Stem cells are designed to differentiate into a wide variety of cell types in the body. They can also divide indefinitely to replenish other cells. When stem cells divide, they can remain a stem cell or evolve into another type of cell with a specialized function, such as a muscle cell.2
A New Focus
In recent years, medical experts have been experimenting with ways to repair the damage in the central nervous system that results after MS strikes. While some studies have suggested that the body successfully repairs some of the damage,3 it isn't enough. However, experts have found that the adult brain contains stem cells that might serve as replacements for the damaged tissue. Thus, at the center of the latest research have been efforts to either induce stem cells to repair damaged myelin (a fatty substance surrounding nerve cells in the brain that is a key target of the attacking immune system in people with MS) or other cells, or a possible stem cell transplant.4
While stem cell transplantation has been successful in other animal studies,5 scientists have found that repair of damaged tissue has only occurred in isolated areas of the brain, whereas MS involves lesions scattered throughout the brain and spinal cord. Thus, finding a way to introduce potential replacement cells that can migrate throughout the central nervous system and home in on damaged areas has been a significant challenge in recent years.
Relapse Reductions Noted
Most recently, Pluchino and his team have been investigating the transplantation of neural stem cells, which then differentiate into various other cells, then migrating to distant sites of injury in the central nervous system.6 In their latest research, they were attempting to define how the stem cells migrated into the brain and sites of injury.
In their study, the investigators injected neural stem cells taken from the brains of adult mice into the blood of mice with a disease similar to relapsing-remitting MS. Some mice were injected at the onset of disease and others were injected at the first sign of a flare-up.
The mice that were injected at disease onset started to recover in between 30 and 60 days, and experienced a significant reduction in the number of relapses compared to untreated mice.
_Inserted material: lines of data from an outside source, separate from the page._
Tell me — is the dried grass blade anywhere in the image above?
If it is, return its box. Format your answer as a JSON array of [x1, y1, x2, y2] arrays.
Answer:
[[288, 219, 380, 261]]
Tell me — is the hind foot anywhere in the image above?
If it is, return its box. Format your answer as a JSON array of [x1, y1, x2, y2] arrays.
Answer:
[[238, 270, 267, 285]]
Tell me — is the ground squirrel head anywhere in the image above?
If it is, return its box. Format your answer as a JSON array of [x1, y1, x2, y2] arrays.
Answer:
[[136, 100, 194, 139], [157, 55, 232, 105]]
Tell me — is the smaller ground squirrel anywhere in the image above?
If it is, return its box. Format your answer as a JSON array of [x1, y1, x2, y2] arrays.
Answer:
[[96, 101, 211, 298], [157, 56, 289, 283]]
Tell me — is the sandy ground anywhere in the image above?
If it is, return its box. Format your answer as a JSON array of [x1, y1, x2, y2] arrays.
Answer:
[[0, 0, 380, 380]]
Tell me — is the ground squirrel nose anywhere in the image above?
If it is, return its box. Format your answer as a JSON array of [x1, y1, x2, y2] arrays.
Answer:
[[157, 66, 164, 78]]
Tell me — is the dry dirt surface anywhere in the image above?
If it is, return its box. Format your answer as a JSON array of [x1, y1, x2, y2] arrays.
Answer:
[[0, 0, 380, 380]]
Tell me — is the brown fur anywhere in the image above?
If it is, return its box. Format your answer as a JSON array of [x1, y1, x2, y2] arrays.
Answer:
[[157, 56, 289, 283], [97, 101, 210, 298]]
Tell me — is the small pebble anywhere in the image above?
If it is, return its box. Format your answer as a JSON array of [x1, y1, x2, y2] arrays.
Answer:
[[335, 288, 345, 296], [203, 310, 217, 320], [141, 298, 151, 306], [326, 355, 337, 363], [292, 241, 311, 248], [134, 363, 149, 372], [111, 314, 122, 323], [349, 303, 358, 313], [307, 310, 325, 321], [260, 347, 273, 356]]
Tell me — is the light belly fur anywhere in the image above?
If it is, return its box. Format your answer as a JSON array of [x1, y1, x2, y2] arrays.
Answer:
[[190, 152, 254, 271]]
Mice injected at the first relapse recovered later, but showed a threefold reduction in the number of relapses between 60 and 90 days compared with mice that weren't treated.
The team also found that that a protein on the surfaces of the stem cells allows them to cross from the blood into the brain, and facilitated their movement in the brain. A wide range of immune proteins were also found on the surfaces of these stem cells that serve as "docking sites" to receive signals from immune cells involved in the attacks in the central nervous system.
A portion of the transplanted cells remain in an immature state, as well, collecting around blood vessels where immune cells enter the brain during MS. These stem cells showed signs that they were able to turn off activated immune cells and reduce inflammation, protecting brain tissues from immune-mediated damage.
"These results indicate that undifferentiated adult neural precursor cells have relevant therapeutic potential in chronic inflammatory central nervous system disorders because they display immune-like functions that promote long-lasting neuroprotection," Pluchino and his team wrote.
The findings, while optimistic, should be confirmed in larger studies, they pointed out.
1. Pluchino S, Zanotti L, Rossi B et al. Neurosphere-derived multipotent precursors promote neuroprotection by an immunomodulatory mechanism. Nature 2005 Jul 14;436(7048):266-71.
2. National Institutes of Health. Stem Cell Basics. Available at: http://stemcells.nih.gov/info/basics/. Accessed July 25, 2005.
3. Nait-Oumesmar B, Lachapelle F, Decker L, Baron-Van Evercooren A. Do central nervous sytem axons remyelinate? Pathol Biol (Paris) 2000 Feb;48(1):70-9.
4. Jefferson S, Jacques T, Kerinan BW, Scott-Drew S, Milner R, ffrench-Constant C. Inhibition of oligodendrocyte precursor motility by oligodendrocyte processes: implications for transplantation-based approaches to multiple sclerosis. Mult Scler 1997 Apr;3(2):162-7.
5. Oka S, Honmou O, Akiyama Y et al. Autologous transplantation of expanded neural precursor cells into the demyelinated monkey spinal cord. Brain Res 2004 Dec 24;1030(1):94-102.
6. Pluchino S, Quattrini A, Brambilla E et al. Injection of adult neurospheres induces recovery in a chronic model of multiple sclerosis. Nature 2003 Apr 17;422(6933):688-94.
John Martin is a long-time health journalist and an editor for Priority Healthcare. His credits include overseeing health news coverage for the website of Fox Television's The Health Network, and articles for the New York Post and other consumer and trade publications.
http://www.msneighborhood.com/content/in_the_news/archive_2256.aspx
Article Date: 07-29-05
A new, international study suggests that stem cells, the primitive cells that give rise to cells found in the brain, could be the key to treating multiple sclerosis.1 In the study using a group of mice, researchers at the San Raffaele Hospital in Milan, Italy found that immature nerve cells known as neural stem cells injected into the animals' bloodstreams resulted in suppression of immune attacks that is believed to lie at the heart of multiple sclerosis.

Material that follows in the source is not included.